With Congress on its summer recess, we’ve gotten a bit of a break from Republicans’ ad nauseam complaints that Donald Trump is a victim of a “two-tier system of justice” — one that goes after him and others in their party, the other favoring Democrats, who supposedly run the whole caper from the White House.
But with a fourth indictment of the former president likely any day now, expect his choir of sycophants to take up the chant again.
The claim would be laughable if it weren’t so sadly cynical. The country has a two-tier system all right, and it’s been long recognized, no matter which party holds power: It favors the wealthy and prominent and for everyone else, especially poor Americans and people of color, not so much.
Not only has that system benefited Trump throughout his life, it also has defined him, helping him to build a daunting reputation as a litigious fighter in business and politics.
When he was a real-estate developer and casino owner, Trump essentially got away with all manner of alleged skulduggery dating to his days as understudy to his father, thanks to the Trumps’ penchant for hiring crafty lawyers and exhausting prosecutors with delay tactics and countersuits. The son took an early lesson from the Trumps’ long fight in the early 1970s against federal charges of racial bias in renting their New York apartments, for which they hired the shady and ultimately disbarred lawyer Roy Cohn.
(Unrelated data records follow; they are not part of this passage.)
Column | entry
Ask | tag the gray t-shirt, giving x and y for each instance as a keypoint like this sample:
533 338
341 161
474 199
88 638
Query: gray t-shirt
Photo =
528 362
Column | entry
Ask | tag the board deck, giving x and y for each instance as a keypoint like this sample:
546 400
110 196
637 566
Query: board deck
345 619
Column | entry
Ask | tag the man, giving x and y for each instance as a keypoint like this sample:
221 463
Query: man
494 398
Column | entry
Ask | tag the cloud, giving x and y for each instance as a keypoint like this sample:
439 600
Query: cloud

As Trump would later write, “We ended up making a minor settlement without admitting any guilt.”
He had much more to gloat about in the subsequent decades — cases for which the Trump Organization was held liable, but not its owner, or which ended with no-fault legal settlements and fines that he could pay and for the most part, shrug off. The firm was guilty of evading taxes. He embezzled money from his charitable foundation. He defrauded students at his sham real estate “university.” And Trump and his companies were hit with hundreds of liens and judgments over time for failing to pay contractors, suppliers, employees and others.
For Trump, the fines and the legal fees were just the cost of doing business.
Even as Trump was skirting legal lines in New York and New Jersey, he was always a high-society voice for tough-on-crime tactics against everyone else — consider his 1989 condemnation of the five Black and Latino teenagers wrongfully convicted of raping a Central Park jogger.
Given his successes at exploiting the system as a businessman — pushing envelopes, crossing lines and skating away from serious punishment — why wouldn’t Trump figure he could operate the same way as a politician and president? Accountability for thee, but not for me.
The man who now bleats daily about President Biden’s “weaponization of government” in 2016 led campaign rallies in chants of “Lock ‘er up!” against his Democratic rival, Hillary Clinton. As president, he pressured senior administration officials —unsuccessfully — to get the Justice Department and the IRS to follow through, and not just against Clinton.
“He was always telling me that we need to use the FBI and IRS to go after people — it was constant and obsessive and is just what he’s claiming is being done to him now,” John F. Kelly, Trump’s former White House chief of staff, told the New York Times. Former Atty. Gen. William Barr and former national security advisor John Bolton, among other appointees, alleged similar score-settling pressure from Trump.
Ironically, this beneficiary of a system that favors the wealthy and well-connected built his political appeal by capitalizing on average Americans’ grievances against opportunistic “elites.” It takes one to know one, Trump has told them, and his marks lap it up. After eight years of this demagoguery, they believe him when he nonsensically says after each indictment that government thugs are “coming after you — and I’m just standing in their way.” And they send hundreds of millions to his political coffers.
It is because Trump commands such unflinching support from so many Republican voters that most party officials, including his rivals for the 2024 presidential nomination, also come to his defense. They echo his false whataboutism equating his own predicament with Biden’s supposed impunity and Hunter Biden’s supposed “sweetheart deal” on tax and gun charges.
Most of all, they echo his warped definition of the two-tier justice system. Trump recently compiled dozens of Republicans’ quotes in an email; it’s almost comical to see such fealty to the Dear Leader’s talking points on one screen. Of course, one of the quotes is from Speaker “My Kevin” McCarthy: “House Republicans will continue to uncover the truth about Biden Inc. and the two-tiered system of justice.”
But such echoes are dismaying. Here’s what presidential candidate and South Carolina Sen. Tim Scott said after Trump’s indictment for his efforts to overturn the 2020 election: “What we see today are two different tracks of justice. One for political opponents and another for the son of the current president.” Scott, the Senate’s only Black Republican, surely knows better than to define the justice system’s inequities that way.
Missing from nearly all Republicans’ rhetoric is mention of the more than 1,000 Americans charged to date for answering Trump’s summons to come to the Capitol on Jan. 6, 2021. If they did note that fact, the politicians might have to explain why all those people have been held accountable, but not the man who misled them into seeking to keep him in power.
And then those Republican politicians would be talking about the real two-tier system of justice. They can’t have that.